Leland MitchellMSU alumnus and “Game of Change” guard Leland Noyal Mitchell, 72, died Saturday [July 6] at his residence in Starkville. A real estate developer with interests in Mississippi, Alabama and Tennessee, he was a member of Mississippi State’s M-Club Hall of Fame.

Visitation is scheduled for Wednesday [July 10], from 5-7 p.m., at Welch Funeral Home in Starkville. Funeral services are scheduled for Thursday [July 11], at 11 a.m., in the chapel of Welch Funeral Home, and burial will be in Memorial Garden Park Cemetery.

Mitchell, played basketball at MSU under Babe McCarthy during the early 1960's and was an All-Southeastern Conference honoree in 1963, a season in which the university lost to eventual national champion Loyola University Chicago in the NCAA regional semifinals. That game ranks among MSU's and the state’s finest hours both in athletics and racial reconciliation. Until this time, the team had been prohibited from participating in the NCAA Tournament because of the possibility of playing a team with African-American players. However, after being invited in 1963, the team defied state law and devised a plan to sneak off campus to play in the tournament.

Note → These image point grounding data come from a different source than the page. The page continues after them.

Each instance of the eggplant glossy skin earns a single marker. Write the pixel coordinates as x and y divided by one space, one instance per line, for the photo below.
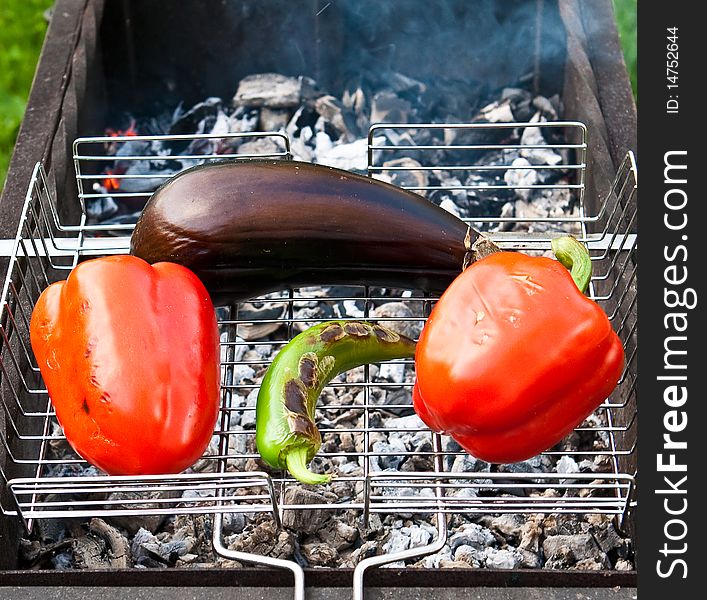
250 227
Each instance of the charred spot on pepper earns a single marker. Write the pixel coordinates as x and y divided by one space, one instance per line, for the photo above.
357 329
302 425
386 335
295 397
307 368
332 333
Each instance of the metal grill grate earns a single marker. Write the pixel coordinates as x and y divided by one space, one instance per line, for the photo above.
43 480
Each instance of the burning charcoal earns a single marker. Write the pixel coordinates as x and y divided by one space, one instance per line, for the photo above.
133 523
398 402
338 535
393 372
188 122
265 539
233 523
221 125
567 465
243 120
304 520
355 100
274 91
606 536
138 183
546 107
509 525
259 319
471 556
562 551
104 547
274 119
449 205
532 136
342 120
403 85
248 409
466 463
505 558
100 209
350 157
320 555
521 101
388 107
472 534
497 112
434 561
411 177
397 541
623 565
530 533
549 204
389 458
261 146
519 178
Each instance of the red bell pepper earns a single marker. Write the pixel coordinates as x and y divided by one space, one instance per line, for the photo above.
514 355
129 353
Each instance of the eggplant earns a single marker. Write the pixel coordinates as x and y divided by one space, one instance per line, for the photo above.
249 227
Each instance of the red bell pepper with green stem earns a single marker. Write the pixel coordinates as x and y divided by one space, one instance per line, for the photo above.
514 355
129 353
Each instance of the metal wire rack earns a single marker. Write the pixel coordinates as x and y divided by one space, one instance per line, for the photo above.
43 479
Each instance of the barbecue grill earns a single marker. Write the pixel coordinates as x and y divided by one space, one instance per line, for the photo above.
51 231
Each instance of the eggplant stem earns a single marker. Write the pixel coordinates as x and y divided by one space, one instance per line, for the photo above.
574 256
296 460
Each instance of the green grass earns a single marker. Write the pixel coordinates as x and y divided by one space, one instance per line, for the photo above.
22 29
626 23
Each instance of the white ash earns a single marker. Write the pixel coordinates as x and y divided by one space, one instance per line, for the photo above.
330 130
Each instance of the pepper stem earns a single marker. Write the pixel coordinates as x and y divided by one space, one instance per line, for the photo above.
575 256
296 460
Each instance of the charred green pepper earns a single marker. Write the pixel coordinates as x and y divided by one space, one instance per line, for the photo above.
286 435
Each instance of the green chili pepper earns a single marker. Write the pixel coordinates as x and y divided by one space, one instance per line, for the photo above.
286 435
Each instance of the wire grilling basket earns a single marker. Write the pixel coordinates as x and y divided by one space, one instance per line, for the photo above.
359 411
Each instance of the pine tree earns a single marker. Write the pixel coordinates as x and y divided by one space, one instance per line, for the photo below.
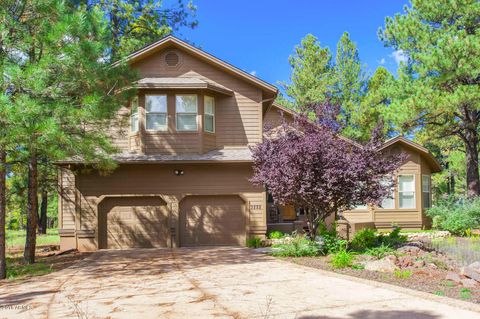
438 86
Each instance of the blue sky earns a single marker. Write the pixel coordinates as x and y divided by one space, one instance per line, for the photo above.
258 36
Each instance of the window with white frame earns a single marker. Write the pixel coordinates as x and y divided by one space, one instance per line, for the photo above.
156 112
209 116
426 191
406 191
389 201
134 115
361 207
186 107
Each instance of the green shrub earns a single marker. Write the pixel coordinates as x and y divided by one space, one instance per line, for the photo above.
364 239
299 246
393 239
342 259
254 242
402 274
380 251
275 234
330 243
456 216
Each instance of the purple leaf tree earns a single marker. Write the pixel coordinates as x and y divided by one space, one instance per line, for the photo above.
308 164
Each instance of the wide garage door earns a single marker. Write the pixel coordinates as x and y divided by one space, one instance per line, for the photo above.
212 221
127 222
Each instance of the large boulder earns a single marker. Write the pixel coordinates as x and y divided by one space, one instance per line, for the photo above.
469 283
386 264
475 266
470 273
452 276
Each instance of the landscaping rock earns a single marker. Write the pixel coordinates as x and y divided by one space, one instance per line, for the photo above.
410 250
470 273
452 276
386 264
469 283
405 261
475 266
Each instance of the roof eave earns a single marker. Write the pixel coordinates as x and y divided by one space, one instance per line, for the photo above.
171 39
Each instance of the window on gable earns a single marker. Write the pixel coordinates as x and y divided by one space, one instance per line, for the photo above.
426 191
186 110
209 117
406 191
134 115
156 112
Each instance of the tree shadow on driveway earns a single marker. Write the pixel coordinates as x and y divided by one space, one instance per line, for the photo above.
380 314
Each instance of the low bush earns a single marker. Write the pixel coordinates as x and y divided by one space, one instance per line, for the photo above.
380 251
254 242
329 241
275 234
393 239
364 239
299 246
342 259
456 216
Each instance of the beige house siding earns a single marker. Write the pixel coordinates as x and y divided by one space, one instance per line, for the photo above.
160 180
406 218
238 117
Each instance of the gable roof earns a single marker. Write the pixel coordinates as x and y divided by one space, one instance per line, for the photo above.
432 161
172 40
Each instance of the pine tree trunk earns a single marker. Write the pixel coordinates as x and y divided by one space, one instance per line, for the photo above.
32 210
3 263
42 220
471 150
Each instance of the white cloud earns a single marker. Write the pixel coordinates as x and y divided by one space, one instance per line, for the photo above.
399 56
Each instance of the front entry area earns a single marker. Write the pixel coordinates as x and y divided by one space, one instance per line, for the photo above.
212 221
128 222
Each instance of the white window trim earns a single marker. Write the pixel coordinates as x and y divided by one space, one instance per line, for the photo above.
176 114
414 191
205 114
166 113
393 198
134 114
429 177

Mitchell later said, "We wanted to play. We had just won the SEC championship for the third year in a row and we hadn't been allowed to play in the NCAA Tournament the past two years. For us the biggest thing was getting the opportunity to play in the tournament because it was something we felt we deserved. It was much more than a basketball game. We were making history. We were ambassadors for the South, though none of us realized it at the time."

He went on to be drafted by the Dallas Cowboys football team and also was drafted to play basketball by the St. Louis Hawks. He spent the 1967-68 season in the American Basketball Association as a member of the New Orleans Buccaneers. It has been said that "Leland was one of the best basketball players ever produced by the State of Mississippi.”